Schon die korrekten Bezeichnungen Beweglichkeitstraining oder mobility work drücken aus, was sich im Optimalfall dahinter verbirgt: Effizientes Training und gezielte Arbeit statt eines optionalen Übels. Um den Traumkörper zu erreichen, ist Dehnen für Männer Pflichtprogramm. Doch warum Stretching, wenn das Training für den nächsten Marathon und die nächste Gewichtsklasse ansteht oder die Ziele einfach Definition und Muskelaufbau sind?

Warum überhaupt Dehnen?

Im Wesentlichen heißt beweglich sein den natürlichen Bewegungsspielraum der Gelenke optimal ausschöpfen zu können. Die Voraussetzungen dafür sind, neben Kraft, die Elastizität von Muskeln, Sehnen und Bändern, die mit regelmäßigem Dehnen erhalten und optimiert wird. Ein ausgewogenes Krafttraining begünstigt die Beweglichkeit zusätzlich.
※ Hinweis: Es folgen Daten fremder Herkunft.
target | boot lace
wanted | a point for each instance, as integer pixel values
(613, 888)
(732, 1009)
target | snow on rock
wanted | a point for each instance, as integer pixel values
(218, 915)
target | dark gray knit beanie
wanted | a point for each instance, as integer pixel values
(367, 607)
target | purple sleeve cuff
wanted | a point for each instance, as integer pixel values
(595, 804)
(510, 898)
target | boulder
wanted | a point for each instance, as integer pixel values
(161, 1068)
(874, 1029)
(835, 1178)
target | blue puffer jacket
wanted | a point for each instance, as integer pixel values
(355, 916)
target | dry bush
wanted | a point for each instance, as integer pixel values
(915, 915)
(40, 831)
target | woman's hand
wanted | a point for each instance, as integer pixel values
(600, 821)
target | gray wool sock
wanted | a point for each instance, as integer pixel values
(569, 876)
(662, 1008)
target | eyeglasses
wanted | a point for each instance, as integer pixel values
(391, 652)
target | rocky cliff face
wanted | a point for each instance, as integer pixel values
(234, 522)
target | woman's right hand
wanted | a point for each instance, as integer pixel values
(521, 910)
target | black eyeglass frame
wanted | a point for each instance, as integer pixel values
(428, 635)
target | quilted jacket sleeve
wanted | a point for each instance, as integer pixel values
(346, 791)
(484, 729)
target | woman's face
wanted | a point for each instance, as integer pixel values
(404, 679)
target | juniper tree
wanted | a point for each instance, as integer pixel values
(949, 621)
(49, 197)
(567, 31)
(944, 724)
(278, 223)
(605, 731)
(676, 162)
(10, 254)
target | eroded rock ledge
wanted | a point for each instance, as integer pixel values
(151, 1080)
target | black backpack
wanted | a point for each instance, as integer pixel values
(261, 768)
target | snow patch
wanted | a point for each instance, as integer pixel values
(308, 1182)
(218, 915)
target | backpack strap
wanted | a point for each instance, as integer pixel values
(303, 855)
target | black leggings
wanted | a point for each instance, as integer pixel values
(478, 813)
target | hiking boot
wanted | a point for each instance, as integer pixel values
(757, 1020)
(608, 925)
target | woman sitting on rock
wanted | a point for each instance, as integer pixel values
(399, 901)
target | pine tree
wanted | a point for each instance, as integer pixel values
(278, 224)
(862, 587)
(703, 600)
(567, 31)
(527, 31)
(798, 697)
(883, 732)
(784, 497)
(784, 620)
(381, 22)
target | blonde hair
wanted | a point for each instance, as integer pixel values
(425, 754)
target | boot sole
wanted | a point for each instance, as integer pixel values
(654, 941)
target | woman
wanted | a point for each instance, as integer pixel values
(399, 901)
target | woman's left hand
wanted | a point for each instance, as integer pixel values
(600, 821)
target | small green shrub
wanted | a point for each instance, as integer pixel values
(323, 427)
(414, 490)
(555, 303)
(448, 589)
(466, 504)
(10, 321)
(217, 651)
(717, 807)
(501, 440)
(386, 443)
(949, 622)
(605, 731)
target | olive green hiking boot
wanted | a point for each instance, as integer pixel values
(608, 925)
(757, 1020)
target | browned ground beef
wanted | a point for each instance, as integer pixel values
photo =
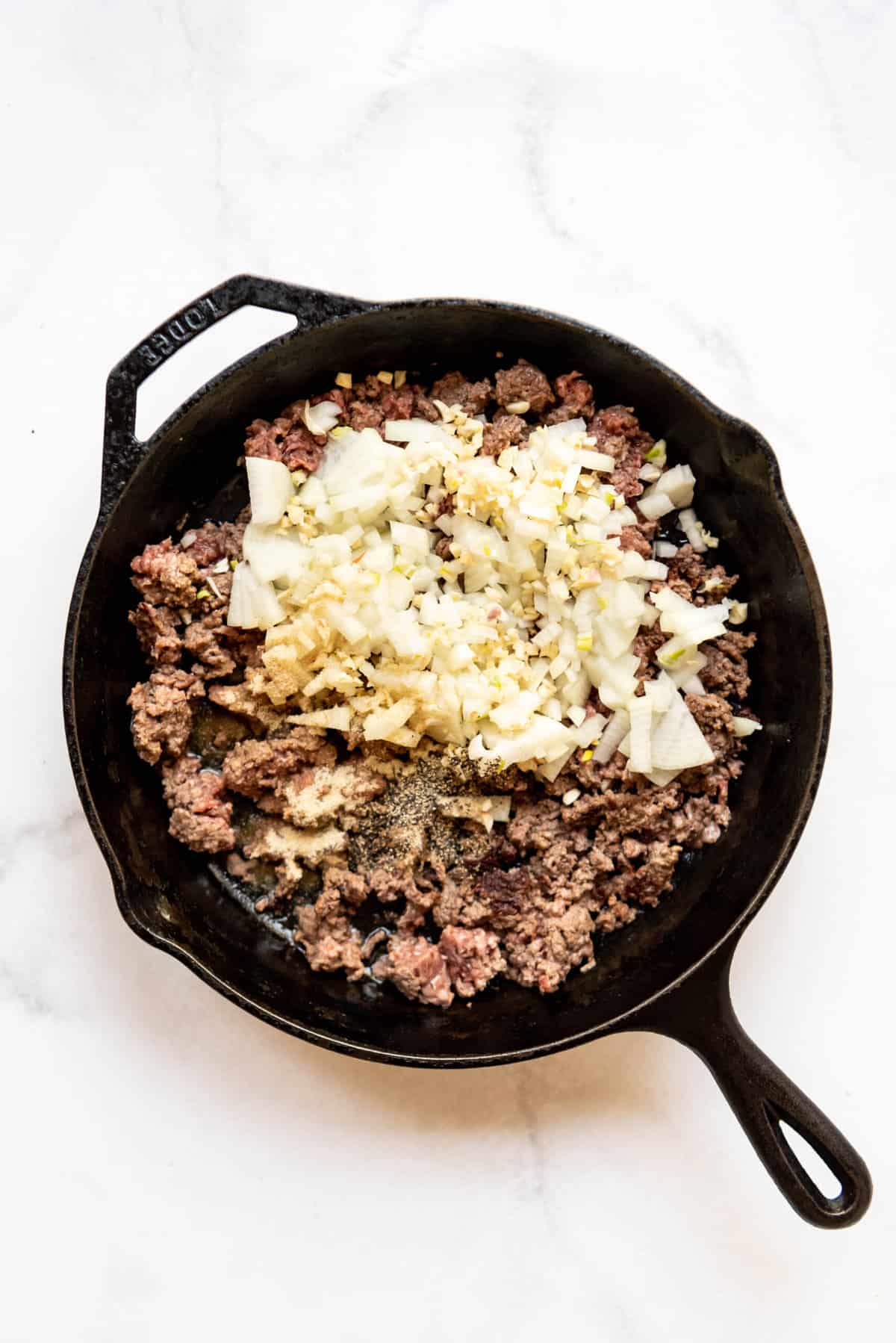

Gemeinsam mit Kraft, Ausdauer und Schnelligkeit ist Beweglichkeit eine der vier grundlegenden Fähigkeiten des Menschen und gehört damit zu den so genannten motorischen Grundeigenschaften, die jeder von uns beherrscht und die sich gegenseitig bedingen: Wer schnell sein möchte braucht Kraft und wer Leistungen aufrecht erhalten möchte, braucht Ausdauer.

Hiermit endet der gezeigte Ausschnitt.